2. L'incontro tra il primo Magistrato della Repubblica Italiana ed il pastore universale della Chiesa non può non richiamare alla comune considerazione il contesto storico ed istituzionale ad esso sotteso: quei patti Lateranensi che, aggiornati nel 1984 dagli Accordi di revisione del Concordato, confermano la piena indipendenza ed autonomia delle Comunità politica ed ecclesiale nei rispettivi campi, ricordando ad esse il comune servizio dovuto, anche se a titolo diverso, alla vocazione individuale e sociale delle stesse persone ed impegnando entrambe ad una sana collaborazione tra loro, secondo le modalità suggerite dalle concrete circostanze. La storia anche recente dimostra quanto la Sede Apostolica e la Chiesa siano state partecipi delle vicende civili ed umane, talora dolorose e tragiche, della Nazione italiana contribuendo alla crescita del suo patrimonio culturale, sociale e spirituale. E' spontaneo l'auspicio che i cattolici italiani, oggi come in passato, siano pronti ad offrire il loro specifico apporto alla costruzione della Città dell'Uomo, in atteggiamento di "obbedienza" a Dio e di "fedeltà" alla storia, sull'esempio di tante nobili figure di cittadini leali e di integerrimi credenti, che li hanno preceduti.

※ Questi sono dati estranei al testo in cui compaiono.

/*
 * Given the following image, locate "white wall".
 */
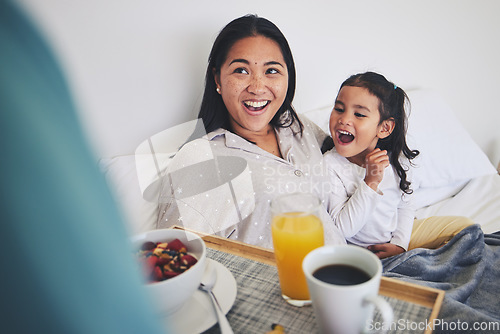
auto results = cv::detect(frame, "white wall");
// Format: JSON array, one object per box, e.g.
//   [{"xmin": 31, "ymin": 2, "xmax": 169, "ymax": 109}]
[{"xmin": 19, "ymin": 0, "xmax": 500, "ymax": 165}]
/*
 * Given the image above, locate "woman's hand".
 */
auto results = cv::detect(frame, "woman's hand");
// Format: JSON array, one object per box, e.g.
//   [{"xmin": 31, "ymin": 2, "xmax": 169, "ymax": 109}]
[
  {"xmin": 365, "ymin": 148, "xmax": 390, "ymax": 191},
  {"xmin": 368, "ymin": 243, "xmax": 405, "ymax": 259}
]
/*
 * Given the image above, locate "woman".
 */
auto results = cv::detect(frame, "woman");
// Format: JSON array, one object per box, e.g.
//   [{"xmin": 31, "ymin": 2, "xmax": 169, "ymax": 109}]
[{"xmin": 158, "ymin": 15, "xmax": 345, "ymax": 248}]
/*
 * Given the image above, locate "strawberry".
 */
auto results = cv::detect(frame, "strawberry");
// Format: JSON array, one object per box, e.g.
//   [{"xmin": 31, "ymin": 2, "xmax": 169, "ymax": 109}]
[
  {"xmin": 163, "ymin": 271, "xmax": 180, "ymax": 279},
  {"xmin": 153, "ymin": 266, "xmax": 165, "ymax": 282},
  {"xmin": 144, "ymin": 255, "xmax": 158, "ymax": 275},
  {"xmin": 181, "ymin": 254, "xmax": 198, "ymax": 268},
  {"xmin": 167, "ymin": 239, "xmax": 187, "ymax": 253}
]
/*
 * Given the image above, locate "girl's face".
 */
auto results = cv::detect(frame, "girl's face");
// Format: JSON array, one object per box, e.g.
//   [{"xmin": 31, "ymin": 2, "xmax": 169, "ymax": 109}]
[
  {"xmin": 215, "ymin": 36, "xmax": 288, "ymax": 138},
  {"xmin": 330, "ymin": 86, "xmax": 394, "ymax": 166}
]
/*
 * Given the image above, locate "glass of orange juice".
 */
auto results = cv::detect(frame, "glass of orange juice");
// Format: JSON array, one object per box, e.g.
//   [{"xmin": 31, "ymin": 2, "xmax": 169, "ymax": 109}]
[{"xmin": 271, "ymin": 193, "xmax": 325, "ymax": 306}]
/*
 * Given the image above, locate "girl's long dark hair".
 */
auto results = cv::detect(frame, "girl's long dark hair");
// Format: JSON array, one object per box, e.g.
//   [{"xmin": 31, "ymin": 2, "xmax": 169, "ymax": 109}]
[
  {"xmin": 198, "ymin": 15, "xmax": 303, "ymax": 133},
  {"xmin": 340, "ymin": 72, "xmax": 420, "ymax": 194}
]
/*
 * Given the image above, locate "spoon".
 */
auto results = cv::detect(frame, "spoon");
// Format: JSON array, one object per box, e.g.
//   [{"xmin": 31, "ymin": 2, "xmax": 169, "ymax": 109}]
[{"xmin": 199, "ymin": 261, "xmax": 233, "ymax": 334}]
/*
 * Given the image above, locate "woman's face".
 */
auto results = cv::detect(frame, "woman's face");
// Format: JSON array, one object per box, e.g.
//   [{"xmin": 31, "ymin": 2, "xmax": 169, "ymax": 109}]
[{"xmin": 215, "ymin": 36, "xmax": 288, "ymax": 138}]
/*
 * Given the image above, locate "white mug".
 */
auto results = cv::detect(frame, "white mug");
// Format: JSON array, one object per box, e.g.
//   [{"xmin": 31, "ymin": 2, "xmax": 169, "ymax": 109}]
[{"xmin": 302, "ymin": 245, "xmax": 393, "ymax": 334}]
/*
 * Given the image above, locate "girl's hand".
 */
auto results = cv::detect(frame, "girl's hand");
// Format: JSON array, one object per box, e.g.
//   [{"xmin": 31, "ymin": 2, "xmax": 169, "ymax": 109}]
[
  {"xmin": 365, "ymin": 148, "xmax": 390, "ymax": 191},
  {"xmin": 368, "ymin": 243, "xmax": 405, "ymax": 259}
]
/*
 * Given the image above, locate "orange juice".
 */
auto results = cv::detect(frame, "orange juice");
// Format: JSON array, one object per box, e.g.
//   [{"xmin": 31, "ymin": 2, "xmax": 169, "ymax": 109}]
[{"xmin": 271, "ymin": 213, "xmax": 325, "ymax": 300}]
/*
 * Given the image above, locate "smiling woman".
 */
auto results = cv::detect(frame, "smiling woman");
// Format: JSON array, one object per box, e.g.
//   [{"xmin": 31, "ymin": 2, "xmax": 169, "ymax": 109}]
[
  {"xmin": 157, "ymin": 15, "xmax": 345, "ymax": 248},
  {"xmin": 215, "ymin": 36, "xmax": 288, "ymax": 157}
]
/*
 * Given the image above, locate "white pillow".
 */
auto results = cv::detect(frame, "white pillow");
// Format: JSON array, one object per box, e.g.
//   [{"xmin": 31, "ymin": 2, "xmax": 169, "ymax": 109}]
[{"xmin": 408, "ymin": 90, "xmax": 495, "ymax": 192}]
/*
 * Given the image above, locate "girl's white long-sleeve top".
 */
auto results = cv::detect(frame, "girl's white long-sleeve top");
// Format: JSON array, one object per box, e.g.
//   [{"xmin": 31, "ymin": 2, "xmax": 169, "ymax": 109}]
[{"xmin": 324, "ymin": 148, "xmax": 415, "ymax": 250}]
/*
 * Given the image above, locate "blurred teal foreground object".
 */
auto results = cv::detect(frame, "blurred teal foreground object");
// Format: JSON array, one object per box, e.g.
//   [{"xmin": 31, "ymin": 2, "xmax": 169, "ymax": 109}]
[{"xmin": 0, "ymin": 0, "xmax": 165, "ymax": 334}]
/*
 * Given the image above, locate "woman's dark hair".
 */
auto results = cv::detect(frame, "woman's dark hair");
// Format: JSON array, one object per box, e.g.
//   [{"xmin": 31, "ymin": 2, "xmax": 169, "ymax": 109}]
[
  {"xmin": 340, "ymin": 72, "xmax": 420, "ymax": 194},
  {"xmin": 198, "ymin": 15, "xmax": 303, "ymax": 133}
]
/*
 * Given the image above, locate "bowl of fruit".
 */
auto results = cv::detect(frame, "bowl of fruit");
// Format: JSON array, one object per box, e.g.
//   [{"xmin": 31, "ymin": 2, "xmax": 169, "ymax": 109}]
[{"xmin": 132, "ymin": 229, "xmax": 207, "ymax": 315}]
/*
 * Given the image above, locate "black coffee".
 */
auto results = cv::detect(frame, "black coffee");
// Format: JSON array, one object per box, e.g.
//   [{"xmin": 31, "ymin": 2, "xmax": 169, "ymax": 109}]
[{"xmin": 313, "ymin": 264, "xmax": 371, "ymax": 285}]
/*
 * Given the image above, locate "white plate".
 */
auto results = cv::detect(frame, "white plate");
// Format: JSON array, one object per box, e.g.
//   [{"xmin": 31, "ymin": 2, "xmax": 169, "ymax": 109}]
[{"xmin": 163, "ymin": 259, "xmax": 237, "ymax": 334}]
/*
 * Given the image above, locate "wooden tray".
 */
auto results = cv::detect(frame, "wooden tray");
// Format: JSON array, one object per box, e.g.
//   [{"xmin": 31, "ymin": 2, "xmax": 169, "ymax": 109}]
[{"xmin": 173, "ymin": 226, "xmax": 445, "ymax": 334}]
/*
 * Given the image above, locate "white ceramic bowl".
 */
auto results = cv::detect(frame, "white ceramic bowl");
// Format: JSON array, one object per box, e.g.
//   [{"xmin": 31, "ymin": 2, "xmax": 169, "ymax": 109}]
[{"xmin": 132, "ymin": 229, "xmax": 207, "ymax": 315}]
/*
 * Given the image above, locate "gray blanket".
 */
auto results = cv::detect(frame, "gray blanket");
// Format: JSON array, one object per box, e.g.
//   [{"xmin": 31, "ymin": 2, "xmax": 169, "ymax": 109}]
[{"xmin": 382, "ymin": 225, "xmax": 500, "ymax": 333}]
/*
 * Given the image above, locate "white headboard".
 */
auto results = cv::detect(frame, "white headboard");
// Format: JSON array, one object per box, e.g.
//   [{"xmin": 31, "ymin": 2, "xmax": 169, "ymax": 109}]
[{"xmin": 19, "ymin": 0, "xmax": 500, "ymax": 166}]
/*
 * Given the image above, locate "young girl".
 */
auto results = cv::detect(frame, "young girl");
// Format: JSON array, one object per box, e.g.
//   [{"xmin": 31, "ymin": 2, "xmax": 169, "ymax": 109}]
[{"xmin": 324, "ymin": 72, "xmax": 473, "ymax": 258}]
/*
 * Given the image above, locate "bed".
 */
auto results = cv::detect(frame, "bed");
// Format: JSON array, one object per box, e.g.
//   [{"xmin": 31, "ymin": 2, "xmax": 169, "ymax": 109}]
[{"xmin": 100, "ymin": 90, "xmax": 500, "ymax": 333}]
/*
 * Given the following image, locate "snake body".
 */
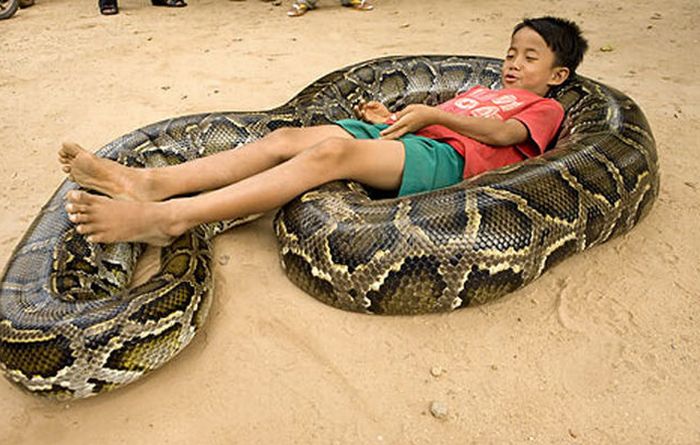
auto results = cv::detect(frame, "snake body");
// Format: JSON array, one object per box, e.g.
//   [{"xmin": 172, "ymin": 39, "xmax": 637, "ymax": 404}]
[{"xmin": 0, "ymin": 56, "xmax": 659, "ymax": 399}]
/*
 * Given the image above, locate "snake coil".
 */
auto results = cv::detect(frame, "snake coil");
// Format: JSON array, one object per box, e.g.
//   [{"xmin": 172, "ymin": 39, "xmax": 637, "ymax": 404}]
[{"xmin": 0, "ymin": 56, "xmax": 659, "ymax": 399}]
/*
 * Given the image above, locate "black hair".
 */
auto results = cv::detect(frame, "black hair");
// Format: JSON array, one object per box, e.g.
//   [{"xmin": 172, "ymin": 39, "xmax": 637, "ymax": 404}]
[{"xmin": 512, "ymin": 16, "xmax": 588, "ymax": 78}]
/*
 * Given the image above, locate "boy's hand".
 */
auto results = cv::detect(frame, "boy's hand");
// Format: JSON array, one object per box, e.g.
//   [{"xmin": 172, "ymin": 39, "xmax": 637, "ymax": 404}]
[
  {"xmin": 353, "ymin": 100, "xmax": 391, "ymax": 124},
  {"xmin": 381, "ymin": 104, "xmax": 440, "ymax": 139}
]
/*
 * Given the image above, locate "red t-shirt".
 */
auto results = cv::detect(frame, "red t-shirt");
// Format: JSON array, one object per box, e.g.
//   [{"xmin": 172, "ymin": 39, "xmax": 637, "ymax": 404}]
[{"xmin": 404, "ymin": 86, "xmax": 564, "ymax": 178}]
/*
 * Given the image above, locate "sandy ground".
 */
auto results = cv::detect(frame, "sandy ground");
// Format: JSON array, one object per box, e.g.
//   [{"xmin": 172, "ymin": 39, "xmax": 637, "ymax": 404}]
[{"xmin": 0, "ymin": 0, "xmax": 700, "ymax": 445}]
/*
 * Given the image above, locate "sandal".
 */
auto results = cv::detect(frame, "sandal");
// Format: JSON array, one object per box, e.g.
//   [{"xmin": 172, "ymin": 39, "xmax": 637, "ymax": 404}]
[
  {"xmin": 348, "ymin": 0, "xmax": 374, "ymax": 11},
  {"xmin": 151, "ymin": 0, "xmax": 187, "ymax": 8},
  {"xmin": 287, "ymin": 1, "xmax": 311, "ymax": 17},
  {"xmin": 97, "ymin": 0, "xmax": 119, "ymax": 15}
]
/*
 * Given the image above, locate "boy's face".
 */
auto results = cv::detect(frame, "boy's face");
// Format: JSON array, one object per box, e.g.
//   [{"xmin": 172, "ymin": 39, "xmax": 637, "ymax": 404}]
[{"xmin": 501, "ymin": 27, "xmax": 569, "ymax": 96}]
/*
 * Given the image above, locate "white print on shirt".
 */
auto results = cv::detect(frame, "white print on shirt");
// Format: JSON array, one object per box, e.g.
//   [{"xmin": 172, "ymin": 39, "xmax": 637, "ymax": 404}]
[
  {"xmin": 454, "ymin": 97, "xmax": 479, "ymax": 110},
  {"xmin": 470, "ymin": 105, "xmax": 502, "ymax": 119}
]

3. Ella ben sa, Signor Presidente, quale opera solerte la Santa Sede svolga a favore della pace e come il Successore di Pietro - fedele al mandato ricevuto da Cristo Signore, "principe della pace" (Is 9,5) - continui a domandare, con voce a volte grave ed ammonitrice, un reale superamento di nuovi ed antichi antagonismi, di conflitti e dolorose lacerazioni. La missione evangelizzatrice della Chiesa, infatti, è anche proclamazione instancabile della dignità della persona e dei diritti dei popoli. Missione, questa, che si conferma in tutta la sua urgenza, se si guarda alla nuova configurazione dell'Europa segnata, in non poche regioni, da perdurante instabilità, quando non anche da drammatici conflitti.

E' vero, antichi e nobili paesi dell'Est europeo, con il cadere delle ideologie e della contrapposizione dei blocchi, hanno visto compiersi finalmente il loro pellegrinaggio verso la libertà (cfr. Discorso al Corpo Diplomatico, Gennaio 1990). Sono così diventati attivi protagonisti della propria storia, riscoprendo le loro tradizioni, le loro risorse culturali e spirituali dopo decenni di oppressione e di isolamento. Ma tali promettenti opportunità di sviluppo e di crescita integrale potrebbero rivelarsi effimere ed illusorie, se venisse meno il solidale sostegno delle Nazioni dell'Ovest europeo. E' necessario il concorso di tutti per disegnare un comune e coraggioso progetto di collaborazione e di integrazione che, grazie al superamento di situazioni di fragilità politica e di debolezza economica, favorisca l'emergere dei genuini valori dell'"homo europaeus". Sono certo che l'Italia - grazie alla sua ricca eredità culturale e religiosa - non mancherà di recare il proprio importante contributo alla costruzione della Casa Comune per tutte le genti d'Europa, dall'Atlantico agli Urali. Ciò si ripercuoterà favorevolmente anche a livello mondiale sulla convivenza pacifica e sul rispetto dei diritti degli uomini e dei popoli.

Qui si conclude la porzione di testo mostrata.